I use a lot of different methods from media blasting to chemical stripping it usually depends on what the piece is. However I prefer sanding with the big 8 inch foam pad and blasting edges and problem areas. I have used wire wheels and the strip discs but "ALWAYS" sand the stripped surface with sand paper as the wire may polish the metal and the strip discs may leave a plastic residue on the metal. Besides that any metal left bare for more than 8 hours should really be re-sanded and aluminium no more than 6 hours.


Bash
 
Well, I agree totally with you guys that do the sanding type of removal. I do some work for others, and I get asked if I would like a panel sandblasted. I always say no. Please just clean up the inside, scrape any tar off, and just lightly sand any crusty crap off the inside. Leave the outside totally alone.
I use a 6 inch round piece of plywood with 40 grit on it. It is perfectly flat, and has the hook and loop stuff glued to it. I run that over every square inch of the metal, and whatever someone thinks is a really nice fender instantly shows up all the highs and lows that you didn't think were there.
Then I proceed to bump up the low spots, and bring down the high spots. Going back and forth with the sanding disc, to hammer and dolly, then shrinking disc to take down the highs, and sand some more to find more highs and lows.

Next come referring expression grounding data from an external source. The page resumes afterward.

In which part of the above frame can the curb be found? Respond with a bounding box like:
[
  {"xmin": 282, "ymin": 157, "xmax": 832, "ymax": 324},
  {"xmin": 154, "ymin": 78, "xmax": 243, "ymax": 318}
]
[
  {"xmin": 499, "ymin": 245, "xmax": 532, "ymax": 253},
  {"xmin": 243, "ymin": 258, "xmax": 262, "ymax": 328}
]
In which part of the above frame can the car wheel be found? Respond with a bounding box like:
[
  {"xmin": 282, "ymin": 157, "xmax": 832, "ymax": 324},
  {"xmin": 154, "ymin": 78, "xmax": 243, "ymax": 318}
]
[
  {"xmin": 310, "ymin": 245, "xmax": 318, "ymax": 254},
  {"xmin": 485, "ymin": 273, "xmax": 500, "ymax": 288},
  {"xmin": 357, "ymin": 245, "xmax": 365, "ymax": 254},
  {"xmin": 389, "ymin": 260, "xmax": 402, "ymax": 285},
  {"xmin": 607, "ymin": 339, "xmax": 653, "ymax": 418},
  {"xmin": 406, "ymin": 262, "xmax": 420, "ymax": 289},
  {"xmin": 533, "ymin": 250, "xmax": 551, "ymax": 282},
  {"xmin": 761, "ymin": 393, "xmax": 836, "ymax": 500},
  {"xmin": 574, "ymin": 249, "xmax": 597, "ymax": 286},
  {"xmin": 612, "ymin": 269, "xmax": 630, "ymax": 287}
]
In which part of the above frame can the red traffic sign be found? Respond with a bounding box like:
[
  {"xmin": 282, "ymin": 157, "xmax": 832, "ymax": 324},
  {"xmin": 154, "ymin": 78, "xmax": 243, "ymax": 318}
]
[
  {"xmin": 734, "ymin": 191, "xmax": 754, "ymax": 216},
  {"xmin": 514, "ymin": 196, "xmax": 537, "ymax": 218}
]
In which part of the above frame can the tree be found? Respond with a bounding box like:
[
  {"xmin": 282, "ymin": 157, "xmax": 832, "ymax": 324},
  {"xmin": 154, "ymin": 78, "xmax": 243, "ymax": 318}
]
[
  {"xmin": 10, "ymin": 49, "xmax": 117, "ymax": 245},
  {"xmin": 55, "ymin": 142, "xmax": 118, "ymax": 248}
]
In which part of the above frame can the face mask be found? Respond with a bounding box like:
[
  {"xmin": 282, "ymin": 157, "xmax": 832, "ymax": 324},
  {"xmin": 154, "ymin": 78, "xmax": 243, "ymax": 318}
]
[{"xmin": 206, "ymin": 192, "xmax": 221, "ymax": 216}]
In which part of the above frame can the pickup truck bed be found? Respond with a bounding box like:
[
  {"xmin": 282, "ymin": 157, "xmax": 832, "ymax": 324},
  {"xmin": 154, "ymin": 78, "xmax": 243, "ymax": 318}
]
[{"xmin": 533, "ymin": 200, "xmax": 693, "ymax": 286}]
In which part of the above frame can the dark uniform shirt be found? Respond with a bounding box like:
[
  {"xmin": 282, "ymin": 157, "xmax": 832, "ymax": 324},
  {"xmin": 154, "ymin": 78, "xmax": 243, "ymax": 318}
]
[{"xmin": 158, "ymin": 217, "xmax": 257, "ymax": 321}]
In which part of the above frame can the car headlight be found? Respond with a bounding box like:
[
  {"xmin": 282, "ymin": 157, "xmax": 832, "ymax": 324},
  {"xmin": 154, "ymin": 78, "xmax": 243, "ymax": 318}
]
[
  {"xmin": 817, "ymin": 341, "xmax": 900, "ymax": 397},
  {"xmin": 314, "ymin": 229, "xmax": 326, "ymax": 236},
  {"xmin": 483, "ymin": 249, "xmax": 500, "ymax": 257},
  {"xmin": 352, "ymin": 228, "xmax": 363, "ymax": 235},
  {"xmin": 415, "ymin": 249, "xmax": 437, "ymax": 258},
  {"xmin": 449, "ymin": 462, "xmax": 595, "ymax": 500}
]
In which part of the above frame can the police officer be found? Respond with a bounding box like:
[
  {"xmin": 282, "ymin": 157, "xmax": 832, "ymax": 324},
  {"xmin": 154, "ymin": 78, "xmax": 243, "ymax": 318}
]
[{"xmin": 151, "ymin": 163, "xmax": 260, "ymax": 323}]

It is metal finishing the panel, and by the time you have it perfectly straight, there won't be much paint left on the panel. The paint works very well for a guide coat of sorts that you don't have to spray on, cause its already there.
NO, its not easy, as it is a lot of work, but its very satisfying compared to smearing on the bondo to the tops of the high areas, and sculpting the shape to match the high spots.
In one respect its an easy way to remove the paint, as you are not really removing the paint as much as you are metal finishing the panel. By the time its metal finished, most of the paint will be gone, as a by product of metal finishing. There again, is my nickel's worth.
 
I used aircraft stripper on my 63 Sunbeam Alpine. took doors, hood, trunk lid off, wet each peice with stripper. Covered them with clear plastic, too keep it wet. used a plastic scraper to remove paint right to metal. Rinsed with soapy, then clear water & blew with air. No dust at all, then light sanding before prep work.This was done in carport on warm day. Worked great,. Ended doing the rest of car a little at a time.don't splash in eyes!!!!!! OWWWWW!
 
I used 3M safest stripper on my Anglia and paint just peeled off with the plastic wrap . Its water based and as such putting the saran wrap over it as it is applied really helps to keep it from drying on . I left it on overnight and it literally peeled off when the wrap was removed .
 
I put plastic sheet under everything & no mess at all ..no dust either!! Lots of rinsing & used a gas leafblower, work great!! No ugly fumes !!!! Make sure you wear googles & rubber gloves!!!